Training zum gut erzogenen Hund
In der Begleithundausbildung wird die Leinenführigkeit trainiert. Der Hund lernt hier, ruhig an der Seite seines Besitzers zu gehen und ihn nicht nach eigenem Sinn durch die Gegend zu zerren.
Die gute Beherrschung der Grundkommandos wie Platz, Sitz, Bleib, bei Fuß sind Voraussetzung für das anschließende Straßenverkehrstraining. Hier lernt der Hund, mit allen Begebenheit der Straße und des Verkehrs zurechtzukommen. Sei es, sich unproblematisch im Slalom durch eine Gruppe von Menschen zu schlängeln, dem Versuchung, vorbeilaufende Jogger anzuspringen, zu widerstehen, passierende Kinder in Ruhe zu lassen oder unbeeindruckt von Bremsgeräuschen, Hupen und sonstigen Geschehnissen ruhig an der Ampel zu warten.

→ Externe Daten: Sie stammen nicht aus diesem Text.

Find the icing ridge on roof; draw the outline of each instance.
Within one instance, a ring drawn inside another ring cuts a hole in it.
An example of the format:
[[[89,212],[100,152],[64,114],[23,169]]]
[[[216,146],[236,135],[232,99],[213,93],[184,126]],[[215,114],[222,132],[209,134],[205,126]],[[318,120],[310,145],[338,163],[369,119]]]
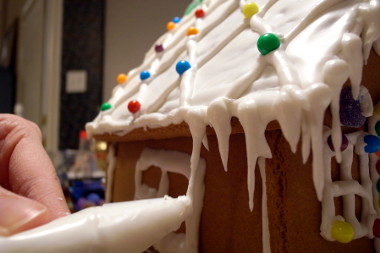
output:
[[[87,129],[124,134],[166,126],[184,121],[184,111],[207,110],[219,99],[235,105],[263,96],[274,100],[283,90],[307,109],[300,93],[322,83],[338,90],[334,87],[348,78],[358,94],[362,64],[379,37],[379,1],[257,1],[260,11],[251,19],[242,15],[241,2],[205,1],[205,17],[185,16],[155,43],[164,51],[156,53],[154,46],[148,51],[129,81],[115,87],[112,108]],[[191,26],[199,34],[187,37]],[[264,33],[278,35],[281,46],[262,56],[256,42]],[[183,75],[175,71],[181,60],[191,64]],[[150,77],[141,80],[142,71]],[[141,104],[136,114],[126,110],[133,99]]]

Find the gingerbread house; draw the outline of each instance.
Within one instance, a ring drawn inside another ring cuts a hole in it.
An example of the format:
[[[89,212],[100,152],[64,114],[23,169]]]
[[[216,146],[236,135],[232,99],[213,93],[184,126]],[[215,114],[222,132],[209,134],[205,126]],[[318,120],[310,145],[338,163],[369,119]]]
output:
[[[380,1],[198,2],[87,124],[108,200],[189,196],[161,253],[380,252]]]

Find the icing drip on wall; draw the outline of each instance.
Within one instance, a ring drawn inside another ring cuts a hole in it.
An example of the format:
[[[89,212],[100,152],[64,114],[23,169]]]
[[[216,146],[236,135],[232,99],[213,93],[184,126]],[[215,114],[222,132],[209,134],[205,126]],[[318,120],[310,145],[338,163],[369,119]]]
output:
[[[268,206],[267,206],[267,187],[266,187],[266,175],[265,175],[265,159],[259,158],[258,161],[260,168],[260,175],[263,183],[263,197],[262,197],[262,228],[263,228],[263,253],[270,253],[270,233],[269,233],[269,220],[268,220]]]
[[[197,163],[196,173],[191,171],[190,156],[186,153],[167,150],[144,149],[136,163],[135,173],[135,199],[149,199],[163,197],[169,191],[168,172],[183,175],[190,180],[193,178],[193,192],[187,194],[191,200],[192,213],[185,219],[186,233],[170,233],[153,246],[161,253],[165,252],[198,252],[198,230],[203,206],[204,183],[206,163],[200,159]],[[158,189],[151,188],[142,181],[143,172],[151,166],[161,169],[161,179]]]

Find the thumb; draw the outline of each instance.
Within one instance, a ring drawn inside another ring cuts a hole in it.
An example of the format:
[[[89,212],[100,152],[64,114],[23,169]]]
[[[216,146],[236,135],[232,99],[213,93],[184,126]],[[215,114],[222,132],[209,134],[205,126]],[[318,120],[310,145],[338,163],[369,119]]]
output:
[[[0,236],[9,236],[49,221],[48,209],[0,187]]]

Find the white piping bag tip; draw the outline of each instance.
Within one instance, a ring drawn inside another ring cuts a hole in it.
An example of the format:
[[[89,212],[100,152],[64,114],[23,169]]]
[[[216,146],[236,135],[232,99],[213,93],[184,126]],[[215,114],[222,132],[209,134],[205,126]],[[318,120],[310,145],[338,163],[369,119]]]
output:
[[[192,212],[186,196],[105,204],[84,209],[44,226],[0,237],[3,253],[141,253],[180,227]]]

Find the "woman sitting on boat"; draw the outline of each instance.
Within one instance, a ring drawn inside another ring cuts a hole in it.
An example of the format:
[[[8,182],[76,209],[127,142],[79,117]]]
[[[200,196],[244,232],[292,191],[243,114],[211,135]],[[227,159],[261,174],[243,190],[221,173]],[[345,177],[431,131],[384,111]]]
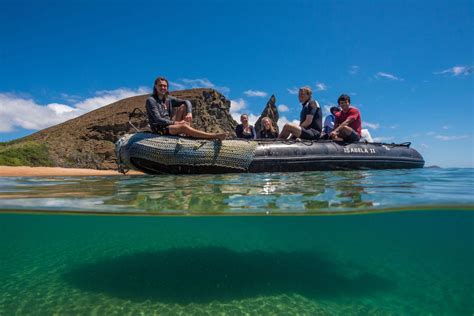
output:
[[[278,133],[272,125],[269,117],[265,116],[262,119],[262,130],[260,131],[259,138],[277,138]]]
[[[237,138],[256,139],[257,133],[255,132],[255,128],[252,125],[249,125],[249,116],[247,114],[242,114],[240,116],[240,122],[242,124],[237,125],[235,128]]]
[[[185,135],[205,139],[225,139],[227,133],[207,133],[192,128],[192,105],[189,100],[172,97],[168,93],[168,80],[158,77],[153,94],[146,100],[146,113],[153,133]]]

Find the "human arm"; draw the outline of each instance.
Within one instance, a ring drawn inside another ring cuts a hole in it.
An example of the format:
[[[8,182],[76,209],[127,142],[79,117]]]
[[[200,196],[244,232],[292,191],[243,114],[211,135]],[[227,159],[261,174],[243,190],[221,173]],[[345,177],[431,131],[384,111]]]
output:
[[[255,131],[255,127],[251,126],[252,127],[252,135],[253,135],[253,139],[257,139],[257,132]]]
[[[235,135],[237,136],[237,138],[244,138],[244,136],[242,135],[242,131],[243,131],[242,125],[239,124],[235,127]]]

Ruhig und gelassen in jeder Situation
Ein Unbefangenheitstraining sollte Bestandteil einer Begleithundeausbildung sein. Es muss sichergestellt sein, dass von Ihrem Hund für andere keinerlei Gefahr ausgeht. Sollten sich fremde Personen auf der Straße an Sie wenden, um eine Frage zu stellen, muss Ihr Hund sich ausgesprochen ruhig verhalten, er darf auf keinen Fall aggressiv reagieren. – In der Begleithundeausbildung wird eine Reihe von denkbaren Situationen eingeübt, um sicherzustellen, dass Ihr Hund jederzeit die Nerven behält. Auch der Umgang mit anderen Hunden, ist Bestandteil einer Begleithundeausbildung. Es gibt nichts Schlimmeres als Hunde, die aggressiv auf Ihre Artgenossen reagieren. Da endet ein harmloser Spaziergang schnell in einem Fiasko.